Человек не потому творец, что извлекает вещество из ничего, он творец потому, что, благодаря живущей в нем силе, он проникает в то, о чем сказано: «Не видел того глаз, не слышало ухо, и не приходило то на сердце человеку» (1 Кор. 2,9).
Искусство — наше освобождение от порабощения чувствами и самими собой, выход в мир грядущий, который лежит за пределами чувств и нашей борьбы с самими собой. Искусство — это свобода восстановления бытия. «Сие творите в Мое воспоминание». Искусство — наша Тайная Вечеря с бытием. Мы не пьем на этой Вечере чашу мира сего, тем более — мира иного, но пьем чашу, в которой смесились то и другое вино. Конечно, тайна сия велика. Преступая ее порог, мы можем оступиться. Свобода искусства может стать искушением, которое, если мы подадимся ему, может увести нас от той великой свободы, какую низводит на нас мир святости. Часто бывает, что творение прекрасного становится препятствием творению добра. У выразительности есть пределы, есть и ошибки. Она может вырваться из объятий духа и стать изменой. Поэтому мы не должны смешивать истинную красоту с блестящими узорами эстетизма.
Когда мы превращаем красоту в вопрос школы или принципов и это приводит нас к эстетизму, мы падаем в глубокую пропасть. Эстетизм — дело тех, кто отворачивается от истины и добра и довольствуется созерцанием. Таковые, в конечном счете, живут лишь в мире чувств, тогда как Творец красоты хотел именно превзойти чувства. Эстет — это человек, подверженный всяческим воздействиям и избегающий свидетельства самой красоты. Это человек моды, он довольствуется разговорами о красоте. Он встречается среди людей культурных, погруженных в интеллектуальный комфорт, рассуждающих о свободе, революции и на другие подобные темы. Его забота — защищать позиции, а не штурмовать их. Он одержим всем, что есть оригинального в искусстве, последней новинкой. Он только потребитель искусства. Такие, как он, составляют элиту, которая презирает простых смертных, знающих лишь предыдущую новинку. В глазах эстета важен не видящий, а увиденное.
Искусство враждебно самозамкнутости. Человек не может творить, если не уничижит себя в поисках свободы. Тогда искусство его будет подобно виденному Моисеем на Хориве кусту, который горел, но не сгорал (Исх. 3, 2). Великое искусство не исчезает в своем выражении, не исчерпывается воплощением. Оно не твердит задов, не повторяется, оно не подражает и не позволяет подражать себе. Оно всегда больше, чем его язык, и не дает себя увлечь магией слова. Для нас, арабов, большое искушение — соблазн риторики, красноречия, красивых образов, словесной музыки, игры фразами.

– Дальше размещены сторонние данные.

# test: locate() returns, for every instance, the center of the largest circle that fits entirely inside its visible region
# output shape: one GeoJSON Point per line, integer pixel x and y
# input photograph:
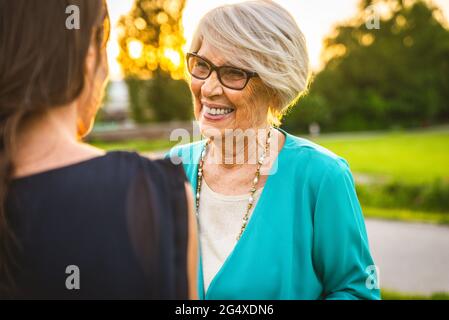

Мы еще не поняли, что великое художественное творчество достигает вершины малыми средствами. Евангелист Иоанн написал самую глубокую в мире книгу на греческом языке времен его упадка. У Достоевского, гения романа, слог тяжеловат. Искусство может быть более или менее умелым в своем выражении. Вся проблема в яркости и силе зрения, которые обновляют перед нами мир.